Santé Publique : Le paludisme, ce grand tueur oublié !

Levée de boucliers mondiale contre le coronavirus, ce petit virus qui met au pilori les grandes puissances. Plus de 6 400 morts dans le monde à la date du 15 mars 2020. Trop de morts ? Absolument. Mais il y a bien pire chaque année au Mali, un seul pays. Plus de 17 millions de cas de paludisme dans le pays en 2017. 6 745 décès dans la même année. Des morts silencieux chaque année.

Le paludisme tue chaque année des milliers de Maliens. Mourir de palu est devenu pratiquement banal. Surtout en période d’hivernage. Le décompte macabre qui s’en suit indigne pendant quelques jours, avant la prochaine saison des morts en masse.

De 2012 à 2017, c’est plus de 15 millions de cas de paludisme enregistrés avec plus 15000 décès. Le nombre de cas confirmés de paludisme au Mali en 2018 s’élève à plus de 2 million 7 cent mille personnes dont 1 778 décès. Selon les données de l’Enquête Démographique et de Santé du ministère de la santé, le taux de prévalence du paludisme est de 19% au Mali.

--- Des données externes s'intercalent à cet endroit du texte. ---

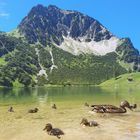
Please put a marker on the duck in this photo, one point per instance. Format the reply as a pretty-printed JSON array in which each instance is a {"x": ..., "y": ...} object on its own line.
[
  {"x": 85, "y": 122},
  {"x": 112, "y": 108},
  {"x": 54, "y": 106},
  {"x": 35, "y": 110},
  {"x": 53, "y": 131},
  {"x": 86, "y": 104},
  {"x": 11, "y": 109}
]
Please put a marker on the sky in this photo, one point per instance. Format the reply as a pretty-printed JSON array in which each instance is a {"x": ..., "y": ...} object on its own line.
[{"x": 120, "y": 17}]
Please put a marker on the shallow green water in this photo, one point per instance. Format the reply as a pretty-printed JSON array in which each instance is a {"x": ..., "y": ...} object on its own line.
[{"x": 21, "y": 125}]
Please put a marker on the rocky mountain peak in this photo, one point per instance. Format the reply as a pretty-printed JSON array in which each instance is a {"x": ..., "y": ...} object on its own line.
[{"x": 51, "y": 24}]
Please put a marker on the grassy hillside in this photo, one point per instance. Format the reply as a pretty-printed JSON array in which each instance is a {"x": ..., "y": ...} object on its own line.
[{"x": 123, "y": 81}]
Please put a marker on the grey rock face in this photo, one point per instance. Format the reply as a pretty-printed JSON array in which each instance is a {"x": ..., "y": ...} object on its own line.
[{"x": 50, "y": 24}]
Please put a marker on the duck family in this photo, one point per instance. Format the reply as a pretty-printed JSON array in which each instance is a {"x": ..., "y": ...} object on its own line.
[
  {"x": 85, "y": 122},
  {"x": 53, "y": 131},
  {"x": 101, "y": 108},
  {"x": 112, "y": 108}
]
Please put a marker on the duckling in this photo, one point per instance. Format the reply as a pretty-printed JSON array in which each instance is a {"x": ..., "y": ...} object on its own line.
[
  {"x": 54, "y": 106},
  {"x": 35, "y": 110},
  {"x": 112, "y": 108},
  {"x": 11, "y": 109},
  {"x": 85, "y": 122},
  {"x": 53, "y": 131},
  {"x": 86, "y": 104}
]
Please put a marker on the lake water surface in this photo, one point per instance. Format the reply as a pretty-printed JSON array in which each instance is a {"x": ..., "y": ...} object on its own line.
[{"x": 21, "y": 125}]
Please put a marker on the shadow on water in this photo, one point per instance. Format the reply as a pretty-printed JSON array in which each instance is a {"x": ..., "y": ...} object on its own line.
[{"x": 83, "y": 94}]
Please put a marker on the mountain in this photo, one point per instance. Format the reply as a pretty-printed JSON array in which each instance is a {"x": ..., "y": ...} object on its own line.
[{"x": 55, "y": 46}]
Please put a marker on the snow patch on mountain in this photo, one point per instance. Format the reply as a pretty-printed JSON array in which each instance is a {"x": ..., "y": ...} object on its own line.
[
  {"x": 52, "y": 60},
  {"x": 42, "y": 72},
  {"x": 77, "y": 47}
]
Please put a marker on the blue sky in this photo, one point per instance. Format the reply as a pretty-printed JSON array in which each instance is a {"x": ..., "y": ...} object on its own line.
[{"x": 121, "y": 17}]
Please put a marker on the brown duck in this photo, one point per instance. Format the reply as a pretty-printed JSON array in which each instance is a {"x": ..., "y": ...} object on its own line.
[
  {"x": 53, "y": 131},
  {"x": 113, "y": 109},
  {"x": 85, "y": 122},
  {"x": 35, "y": 110}
]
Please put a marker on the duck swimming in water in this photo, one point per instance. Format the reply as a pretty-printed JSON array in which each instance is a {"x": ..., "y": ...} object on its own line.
[
  {"x": 85, "y": 122},
  {"x": 53, "y": 131},
  {"x": 35, "y": 110},
  {"x": 113, "y": 109}
]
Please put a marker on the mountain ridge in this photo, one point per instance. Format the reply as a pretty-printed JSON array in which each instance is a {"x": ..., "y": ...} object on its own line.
[{"x": 55, "y": 46}]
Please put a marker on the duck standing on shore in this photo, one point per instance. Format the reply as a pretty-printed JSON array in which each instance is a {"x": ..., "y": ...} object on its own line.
[
  {"x": 11, "y": 109},
  {"x": 112, "y": 108},
  {"x": 54, "y": 106},
  {"x": 85, "y": 122},
  {"x": 35, "y": 110},
  {"x": 53, "y": 131}
]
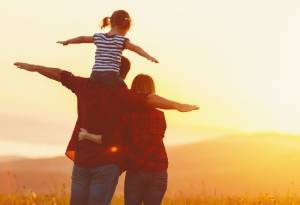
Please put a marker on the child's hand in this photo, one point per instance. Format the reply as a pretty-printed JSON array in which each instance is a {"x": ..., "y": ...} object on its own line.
[
  {"x": 186, "y": 107},
  {"x": 64, "y": 43},
  {"x": 153, "y": 59},
  {"x": 26, "y": 66},
  {"x": 82, "y": 134}
]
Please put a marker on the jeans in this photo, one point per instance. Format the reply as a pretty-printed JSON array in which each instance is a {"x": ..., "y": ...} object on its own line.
[
  {"x": 94, "y": 186},
  {"x": 145, "y": 188}
]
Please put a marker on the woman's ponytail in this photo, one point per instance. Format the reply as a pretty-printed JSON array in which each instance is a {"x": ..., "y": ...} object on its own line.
[{"x": 105, "y": 22}]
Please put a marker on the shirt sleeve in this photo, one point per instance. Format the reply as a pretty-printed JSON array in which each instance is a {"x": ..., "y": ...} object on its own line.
[
  {"x": 74, "y": 83},
  {"x": 133, "y": 101},
  {"x": 126, "y": 40},
  {"x": 97, "y": 38}
]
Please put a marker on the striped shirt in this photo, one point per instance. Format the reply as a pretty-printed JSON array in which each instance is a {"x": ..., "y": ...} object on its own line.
[{"x": 109, "y": 52}]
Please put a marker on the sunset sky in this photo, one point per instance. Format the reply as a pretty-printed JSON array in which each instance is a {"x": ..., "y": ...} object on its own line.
[{"x": 237, "y": 59}]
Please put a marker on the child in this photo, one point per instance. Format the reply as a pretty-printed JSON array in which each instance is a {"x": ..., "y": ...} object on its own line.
[{"x": 110, "y": 46}]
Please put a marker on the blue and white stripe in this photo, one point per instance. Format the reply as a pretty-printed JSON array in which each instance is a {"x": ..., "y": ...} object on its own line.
[{"x": 109, "y": 52}]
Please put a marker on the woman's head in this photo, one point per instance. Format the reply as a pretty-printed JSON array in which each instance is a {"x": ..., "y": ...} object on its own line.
[
  {"x": 143, "y": 84},
  {"x": 119, "y": 19}
]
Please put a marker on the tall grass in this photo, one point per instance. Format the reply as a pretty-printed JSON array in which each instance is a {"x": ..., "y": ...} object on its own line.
[{"x": 61, "y": 198}]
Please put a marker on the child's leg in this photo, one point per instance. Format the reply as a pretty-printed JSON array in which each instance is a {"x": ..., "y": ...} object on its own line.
[{"x": 107, "y": 77}]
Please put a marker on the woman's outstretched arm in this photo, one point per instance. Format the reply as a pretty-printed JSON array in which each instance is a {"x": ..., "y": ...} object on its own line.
[
  {"x": 77, "y": 40},
  {"x": 163, "y": 103},
  {"x": 137, "y": 49},
  {"x": 52, "y": 73}
]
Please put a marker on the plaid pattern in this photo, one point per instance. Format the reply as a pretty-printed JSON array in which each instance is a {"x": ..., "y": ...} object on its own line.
[
  {"x": 145, "y": 130},
  {"x": 100, "y": 109}
]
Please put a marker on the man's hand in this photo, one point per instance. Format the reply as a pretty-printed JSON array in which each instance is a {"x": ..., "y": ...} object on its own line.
[
  {"x": 26, "y": 66},
  {"x": 82, "y": 134},
  {"x": 64, "y": 43},
  {"x": 150, "y": 58},
  {"x": 186, "y": 107}
]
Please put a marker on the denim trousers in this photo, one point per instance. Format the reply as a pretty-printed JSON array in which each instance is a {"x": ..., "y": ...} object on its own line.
[
  {"x": 146, "y": 188},
  {"x": 94, "y": 186}
]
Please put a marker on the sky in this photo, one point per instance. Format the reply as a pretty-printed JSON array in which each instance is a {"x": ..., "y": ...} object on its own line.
[{"x": 236, "y": 59}]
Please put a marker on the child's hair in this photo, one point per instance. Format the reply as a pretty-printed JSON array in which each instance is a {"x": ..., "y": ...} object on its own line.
[
  {"x": 143, "y": 84},
  {"x": 119, "y": 18}
]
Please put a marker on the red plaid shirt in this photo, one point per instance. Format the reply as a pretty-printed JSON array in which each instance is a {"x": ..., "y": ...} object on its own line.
[
  {"x": 145, "y": 131},
  {"x": 100, "y": 109}
]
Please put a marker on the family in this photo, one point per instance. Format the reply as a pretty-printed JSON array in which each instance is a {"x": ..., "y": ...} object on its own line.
[{"x": 117, "y": 129}]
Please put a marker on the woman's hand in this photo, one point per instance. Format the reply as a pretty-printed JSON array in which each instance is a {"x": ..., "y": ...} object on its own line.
[
  {"x": 85, "y": 135},
  {"x": 64, "y": 43},
  {"x": 152, "y": 59},
  {"x": 82, "y": 134},
  {"x": 186, "y": 107},
  {"x": 26, "y": 66}
]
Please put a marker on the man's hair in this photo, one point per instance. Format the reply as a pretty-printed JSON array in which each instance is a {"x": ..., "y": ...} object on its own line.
[
  {"x": 124, "y": 67},
  {"x": 143, "y": 84}
]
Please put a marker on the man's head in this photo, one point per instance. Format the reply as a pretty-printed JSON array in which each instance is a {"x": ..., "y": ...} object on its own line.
[
  {"x": 124, "y": 67},
  {"x": 143, "y": 84}
]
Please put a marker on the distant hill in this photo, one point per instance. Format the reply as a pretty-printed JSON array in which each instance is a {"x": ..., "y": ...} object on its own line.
[{"x": 262, "y": 162}]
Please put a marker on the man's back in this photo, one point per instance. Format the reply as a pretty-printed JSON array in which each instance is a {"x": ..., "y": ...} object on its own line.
[{"x": 100, "y": 108}]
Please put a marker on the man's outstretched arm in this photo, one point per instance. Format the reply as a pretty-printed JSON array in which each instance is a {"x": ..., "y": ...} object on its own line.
[
  {"x": 163, "y": 103},
  {"x": 52, "y": 73}
]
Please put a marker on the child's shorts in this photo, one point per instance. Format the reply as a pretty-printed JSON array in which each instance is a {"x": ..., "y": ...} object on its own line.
[{"x": 107, "y": 77}]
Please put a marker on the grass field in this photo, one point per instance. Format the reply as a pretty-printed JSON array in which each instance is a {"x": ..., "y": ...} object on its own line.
[{"x": 61, "y": 198}]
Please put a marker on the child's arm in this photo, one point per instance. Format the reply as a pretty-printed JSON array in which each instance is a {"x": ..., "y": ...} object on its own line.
[
  {"x": 84, "y": 135},
  {"x": 77, "y": 40},
  {"x": 139, "y": 50}
]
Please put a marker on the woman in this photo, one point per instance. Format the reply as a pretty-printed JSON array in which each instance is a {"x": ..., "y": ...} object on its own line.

Selon ce document, les régions les plus touchées par cette maladie sont Sikasso avec 30 %, Ségou 26 % et Mopti 25 %. Bamako et Kidal restent les zones les moins touchées avec un taux de prévalence de 1%. De manière plus globale, dans son rapport 2018, l‘Organisation Mondiale de la Santé affirme que l’Afrique est le continent qui souffre le plus de cette maladie. En 2017, le paludisme a touché 219 millions de personnes dans le monde dont 92% en Afrique, toujours selon le rapport. Le nombre de décès dû à cette maladie est estimé à 435 000, dans le monde, avec toujours le taux le plus élevé 93% sur le continent Africain. Une réalité certainement bien pire, quand on connaît le taux de fréquentation des centres sanitaires dans le pays. Beaucoup, dans des hameaux de culture, meurent dans leurs cases, et ne sont donc pas comptabilisés. Malgré les distributions massives de moustiquaires, la lutte contre l’anophèle n’est toujours pas gagnée. Les enfants de moins de 5 ans et les femmes enceintes payent le plus lourd tribut.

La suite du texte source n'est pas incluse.